From: <cti-stix@lists.oasis-open.org> on behalf of "Jordan, Bret" <bret.jordan@bluecoat.com>
Date: Tuesday, June 14, 2016 at 6:51 PM
To: Rich Piazza <rpiazza@mitre.org>, "cti-stix@lists.oasis-open.org" <cti-stix@lists.oasis-open.org>
Subject: [cti-stix] Re: Reviewing External-Reference

 

I would prefer that we only add things to the Common TLO Properties section once we know that it is in fact needed on every TLO.  I do not want to just artificially add things to TLOs that may never need them.

 

So lets use the external-reference type for Attack Pattern and see if anything else needs it in the future.  My guess is that only a small handful of things will actually end up needing it.  

 

Bret

 

 

---

From: cti-stix@lists.oasis-open.org <cti-stix@lists.oasis-open.org> on behalf of Piazza, Rich <rpiazza@mitre.org>
Sent: Tuesday, June 14, 2016 10:35 AM
To: cti-stix@lists.oasis-open.org
Subject: [cti-stix] Reviewing External-Reference

 

When reviewing the External Reference type (https://docs.google.com/document/d/1HJqhvzO35h62gQGPvghVRIAtQrZn3_J__0UcDAj-NXY/edit#heading=h.cez46v5quobo ), please consider the usages of it.

 

In the original proposal, as discussed on a previous working call, it was suggested that external_references be added as a Common TLO field. 

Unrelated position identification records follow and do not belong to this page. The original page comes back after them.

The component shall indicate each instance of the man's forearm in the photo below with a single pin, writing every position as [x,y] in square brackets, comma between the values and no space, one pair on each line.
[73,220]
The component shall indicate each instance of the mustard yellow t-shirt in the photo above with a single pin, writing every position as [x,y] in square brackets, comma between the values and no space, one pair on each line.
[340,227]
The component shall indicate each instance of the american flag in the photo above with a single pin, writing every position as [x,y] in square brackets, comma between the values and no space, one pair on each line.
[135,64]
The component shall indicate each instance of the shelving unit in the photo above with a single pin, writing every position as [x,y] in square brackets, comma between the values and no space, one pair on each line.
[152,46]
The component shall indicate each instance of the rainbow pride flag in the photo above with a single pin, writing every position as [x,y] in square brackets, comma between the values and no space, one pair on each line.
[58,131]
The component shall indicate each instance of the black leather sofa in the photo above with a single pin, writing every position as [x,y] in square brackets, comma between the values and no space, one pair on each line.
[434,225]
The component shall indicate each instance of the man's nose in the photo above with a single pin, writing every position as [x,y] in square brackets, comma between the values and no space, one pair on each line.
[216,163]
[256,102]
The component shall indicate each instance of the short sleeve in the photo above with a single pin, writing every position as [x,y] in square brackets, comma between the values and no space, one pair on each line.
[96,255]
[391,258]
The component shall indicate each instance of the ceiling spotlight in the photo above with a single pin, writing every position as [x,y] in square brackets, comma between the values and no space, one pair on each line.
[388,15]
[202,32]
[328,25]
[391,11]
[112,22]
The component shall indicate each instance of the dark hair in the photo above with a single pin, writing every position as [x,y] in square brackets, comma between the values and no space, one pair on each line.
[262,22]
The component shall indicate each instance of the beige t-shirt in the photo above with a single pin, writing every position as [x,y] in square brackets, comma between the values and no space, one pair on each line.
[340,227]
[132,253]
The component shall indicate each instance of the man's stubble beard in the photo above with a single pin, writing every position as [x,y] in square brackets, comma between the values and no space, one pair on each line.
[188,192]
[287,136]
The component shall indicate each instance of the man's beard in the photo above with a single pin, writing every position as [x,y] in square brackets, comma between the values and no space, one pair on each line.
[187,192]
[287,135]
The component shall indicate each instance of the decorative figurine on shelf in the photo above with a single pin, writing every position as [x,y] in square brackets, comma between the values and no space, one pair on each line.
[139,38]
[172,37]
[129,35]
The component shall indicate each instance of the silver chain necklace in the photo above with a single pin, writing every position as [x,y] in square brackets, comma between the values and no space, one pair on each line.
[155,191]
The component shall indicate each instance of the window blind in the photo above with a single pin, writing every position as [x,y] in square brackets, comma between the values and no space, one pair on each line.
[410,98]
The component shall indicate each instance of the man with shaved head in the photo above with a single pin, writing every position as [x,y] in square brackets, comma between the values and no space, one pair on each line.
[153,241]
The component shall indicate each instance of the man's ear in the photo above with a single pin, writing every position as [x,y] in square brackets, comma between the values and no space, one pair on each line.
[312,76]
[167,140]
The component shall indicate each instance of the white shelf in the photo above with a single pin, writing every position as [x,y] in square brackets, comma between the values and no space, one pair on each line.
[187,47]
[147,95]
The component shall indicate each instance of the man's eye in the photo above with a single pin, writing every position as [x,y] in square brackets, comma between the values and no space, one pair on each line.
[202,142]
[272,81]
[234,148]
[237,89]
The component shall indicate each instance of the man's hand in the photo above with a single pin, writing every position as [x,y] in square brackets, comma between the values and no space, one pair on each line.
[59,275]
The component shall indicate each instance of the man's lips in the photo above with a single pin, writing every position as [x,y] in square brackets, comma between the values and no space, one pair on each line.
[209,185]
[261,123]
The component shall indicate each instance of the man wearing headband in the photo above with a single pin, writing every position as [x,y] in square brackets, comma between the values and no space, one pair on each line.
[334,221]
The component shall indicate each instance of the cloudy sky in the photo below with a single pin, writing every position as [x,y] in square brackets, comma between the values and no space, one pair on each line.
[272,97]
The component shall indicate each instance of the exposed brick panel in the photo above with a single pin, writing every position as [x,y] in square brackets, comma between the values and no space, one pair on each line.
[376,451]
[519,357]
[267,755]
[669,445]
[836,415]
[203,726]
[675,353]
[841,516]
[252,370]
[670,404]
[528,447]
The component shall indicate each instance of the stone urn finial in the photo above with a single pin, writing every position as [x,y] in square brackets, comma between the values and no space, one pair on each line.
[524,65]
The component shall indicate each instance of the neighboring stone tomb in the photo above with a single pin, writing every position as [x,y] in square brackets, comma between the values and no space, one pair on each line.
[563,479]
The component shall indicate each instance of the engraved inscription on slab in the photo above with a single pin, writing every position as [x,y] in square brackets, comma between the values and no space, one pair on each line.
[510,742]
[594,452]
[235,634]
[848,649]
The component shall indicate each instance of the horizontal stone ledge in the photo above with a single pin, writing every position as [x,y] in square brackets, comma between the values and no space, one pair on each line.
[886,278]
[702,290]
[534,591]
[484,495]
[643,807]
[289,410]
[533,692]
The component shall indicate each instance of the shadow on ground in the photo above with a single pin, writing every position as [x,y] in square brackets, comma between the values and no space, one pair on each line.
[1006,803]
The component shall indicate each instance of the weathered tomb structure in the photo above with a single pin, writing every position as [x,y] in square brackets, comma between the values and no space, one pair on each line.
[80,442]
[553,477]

However, the Common TLO section’s status was already “Consensus”, so your humble editors didn’t want to change that text without discussion.

 

An alternative is to only include it for particular TLOs.  It originally was discussed by John Wunder as a way to support external_ids like CAPEC.  Therefore, it would be make sense for it to be a field of Attack Pattern, for instance.  However, it was broadened to include URLs, so it was thought that all TLOs might need this concept.  So……

 

…as we finalize External References, we must also approve how it is used.  The choices are:

 

·         external_references is a Common TLO field

·         external_references is a field on a TLO if there is an explicit use case for it (e.g., Attack Pattern).